Feminists Have No Feelings
February 17, 2012 No Comments
Feminists have a bad rap. And it starts with the word. For some men and even a number of women, it tends to leave a bad taste in the mouth.
Though the concept has significantly evolved over time, some people figure it still has something to do with hating men. Consequently, self-proclaimed feminists may suffer more than alienation. Aligning oneself with the feminist movement could be social suicide.
It’s sort of like the ideological form of the black death. Catch it and you’re a goner. Well, maybe that’s taking things too far, but I do feel like there are still a lot of anti-feminists out there. In fact, I’m occasionally anxious about uttering the word. What kind of backlash am I going to get? Is it like being a vegetarian, where every time you say you don’t eat meat you’re expected to provide lengthy explanations (tip: memorize your spiel)? There always has to be a justification because feminism, it seems, still isn’t wholly embraced by the “mainstream.”
It’s almost as if feminists are seen to have no feelings other than hate and anger. It’s enough to make my blood boil. But as much as anger can fuel good discussions, those who subscribe to certain feminist ideas have more to give than anger. They’re not just hotheads who force change by complaining about anything that irks them.
Besides, feminists are often more scared than angry. Saying you’re a feminist is taking a risk. Some may applaud you for it but others will pigeon-hole you. It’s just one word, but it’s a powerful and polarizing one.
So how can we make feminists assertive, outspoken and sympathetic? How can we give feminists feelings?
I’m going to suggest something radical. A combination of reflection and understanding. This means reserving our judgments until we learn as much as possible about feminism. At the same time, we must cease to dig for clear-cut answers. A “feminist” is not a cookie-cutter identity. If we follow this easy formula, perhaps feminism can break free of its fetters.
This doesn’t mean that feminists can’t fume. It may not seem like it, but I’m fuming right now — hardcore (anger alert!). Fuming feels good and usually some relief comes out of it. Plus, usually there are valid justifications where anger is concerned. One feminist confesses she’s the Valentine’s Grinch and explains why. Another admits she loves to shop. This doesn’t mean she’s an anti-feminist. With reflection and understanding we can see that feminists come in all shapes, sizes, and many have their own unique perspectives. Some feminists are balloons waiting to burst, some are lily pads rocking calmly on the surface of the water, waiting for the right moment to pick a battle. Each individual defines feminism within the framework of their own lives.

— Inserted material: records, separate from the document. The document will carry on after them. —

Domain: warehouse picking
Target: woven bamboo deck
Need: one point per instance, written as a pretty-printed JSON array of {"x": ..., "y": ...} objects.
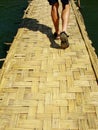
[{"x": 43, "y": 87}]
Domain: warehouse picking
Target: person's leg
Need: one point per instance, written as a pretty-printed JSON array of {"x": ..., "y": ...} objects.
[
  {"x": 55, "y": 16},
  {"x": 65, "y": 16}
]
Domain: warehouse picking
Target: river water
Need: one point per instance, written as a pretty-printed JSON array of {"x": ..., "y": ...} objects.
[
  {"x": 89, "y": 10},
  {"x": 11, "y": 12}
]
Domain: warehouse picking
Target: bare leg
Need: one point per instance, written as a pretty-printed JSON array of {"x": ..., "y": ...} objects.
[
  {"x": 65, "y": 16},
  {"x": 55, "y": 16}
]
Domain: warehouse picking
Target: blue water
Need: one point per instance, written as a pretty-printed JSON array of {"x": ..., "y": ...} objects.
[{"x": 11, "y": 13}]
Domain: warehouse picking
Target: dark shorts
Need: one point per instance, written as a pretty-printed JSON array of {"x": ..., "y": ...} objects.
[{"x": 51, "y": 2}]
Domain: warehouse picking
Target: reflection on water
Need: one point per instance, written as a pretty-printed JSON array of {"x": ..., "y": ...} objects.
[
  {"x": 11, "y": 12},
  {"x": 89, "y": 10}
]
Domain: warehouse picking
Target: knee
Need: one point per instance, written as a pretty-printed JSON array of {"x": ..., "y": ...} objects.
[{"x": 55, "y": 6}]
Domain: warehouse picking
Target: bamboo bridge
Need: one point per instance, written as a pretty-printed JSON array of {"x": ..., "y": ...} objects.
[{"x": 43, "y": 87}]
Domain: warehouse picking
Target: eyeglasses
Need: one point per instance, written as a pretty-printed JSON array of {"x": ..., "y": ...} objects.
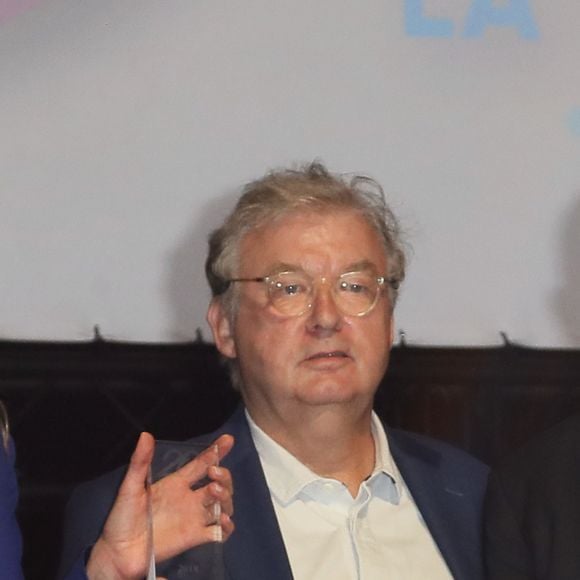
[{"x": 293, "y": 293}]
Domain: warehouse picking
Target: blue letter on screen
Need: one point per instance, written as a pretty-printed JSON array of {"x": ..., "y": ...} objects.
[
  {"x": 515, "y": 13},
  {"x": 416, "y": 24}
]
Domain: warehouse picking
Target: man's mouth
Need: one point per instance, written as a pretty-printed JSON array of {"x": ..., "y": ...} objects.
[{"x": 329, "y": 354}]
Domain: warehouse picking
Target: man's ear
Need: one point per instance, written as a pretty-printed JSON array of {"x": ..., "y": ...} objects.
[{"x": 221, "y": 328}]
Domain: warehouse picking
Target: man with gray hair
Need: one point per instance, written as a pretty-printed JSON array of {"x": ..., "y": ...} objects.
[{"x": 305, "y": 274}]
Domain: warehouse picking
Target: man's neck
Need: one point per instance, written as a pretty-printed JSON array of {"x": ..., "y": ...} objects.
[{"x": 328, "y": 441}]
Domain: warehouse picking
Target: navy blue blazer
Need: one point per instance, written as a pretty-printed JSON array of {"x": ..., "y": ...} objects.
[
  {"x": 10, "y": 541},
  {"x": 447, "y": 485}
]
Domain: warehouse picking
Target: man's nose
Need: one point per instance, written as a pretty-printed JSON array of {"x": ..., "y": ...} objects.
[{"x": 324, "y": 317}]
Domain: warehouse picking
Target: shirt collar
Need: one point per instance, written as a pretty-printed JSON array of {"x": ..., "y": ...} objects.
[{"x": 287, "y": 476}]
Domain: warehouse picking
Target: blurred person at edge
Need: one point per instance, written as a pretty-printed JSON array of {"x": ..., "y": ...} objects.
[
  {"x": 120, "y": 552},
  {"x": 304, "y": 275},
  {"x": 532, "y": 509}
]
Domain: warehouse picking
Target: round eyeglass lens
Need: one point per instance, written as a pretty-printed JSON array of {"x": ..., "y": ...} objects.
[
  {"x": 290, "y": 292},
  {"x": 356, "y": 292}
]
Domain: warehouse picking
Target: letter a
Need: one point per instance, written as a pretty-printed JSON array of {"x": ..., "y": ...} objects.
[{"x": 515, "y": 13}]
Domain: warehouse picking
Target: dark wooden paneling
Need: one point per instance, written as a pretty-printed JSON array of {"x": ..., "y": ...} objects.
[{"x": 77, "y": 408}]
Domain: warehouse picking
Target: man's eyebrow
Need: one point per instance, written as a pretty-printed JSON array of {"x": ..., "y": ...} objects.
[
  {"x": 361, "y": 265},
  {"x": 278, "y": 267}
]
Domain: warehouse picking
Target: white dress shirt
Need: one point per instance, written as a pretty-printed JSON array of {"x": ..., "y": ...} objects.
[{"x": 328, "y": 534}]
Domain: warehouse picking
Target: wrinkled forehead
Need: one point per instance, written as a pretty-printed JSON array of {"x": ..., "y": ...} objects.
[{"x": 331, "y": 241}]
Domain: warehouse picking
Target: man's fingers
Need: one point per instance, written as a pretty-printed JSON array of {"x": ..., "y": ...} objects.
[
  {"x": 224, "y": 444},
  {"x": 138, "y": 466},
  {"x": 198, "y": 467}
]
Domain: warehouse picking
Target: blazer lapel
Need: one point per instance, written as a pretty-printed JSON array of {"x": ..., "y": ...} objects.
[{"x": 255, "y": 551}]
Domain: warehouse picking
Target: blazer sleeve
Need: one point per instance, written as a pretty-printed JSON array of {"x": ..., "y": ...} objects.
[{"x": 506, "y": 552}]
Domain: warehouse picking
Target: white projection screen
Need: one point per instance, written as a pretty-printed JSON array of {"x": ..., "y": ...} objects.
[{"x": 126, "y": 128}]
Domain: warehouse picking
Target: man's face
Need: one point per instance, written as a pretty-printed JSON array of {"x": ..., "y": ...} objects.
[{"x": 321, "y": 357}]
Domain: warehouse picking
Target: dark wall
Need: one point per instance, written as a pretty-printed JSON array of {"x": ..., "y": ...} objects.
[{"x": 77, "y": 408}]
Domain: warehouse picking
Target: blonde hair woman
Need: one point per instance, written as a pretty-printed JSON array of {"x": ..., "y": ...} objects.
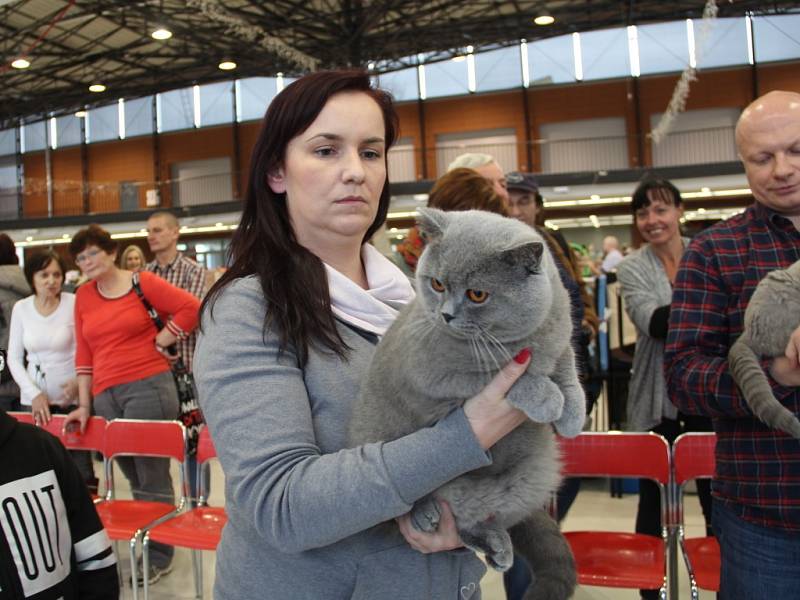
[{"x": 132, "y": 259}]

So I (and hopefully you) no longer wish to lead a double life. I write so boldly about feminism yet dance around the word in my personal life. It must be known out in the open. So I stand here with no anger, no shame and, most of all, no fear. I’m a feminist, but it’s only part of me.
It’s time we recognize that not all feminists are cold and hardened. Like everyone else, they have feelings, no matter what brand of feminism is being touted. Agendas, strong convictions, and even the occasional angry outburst won’t change that.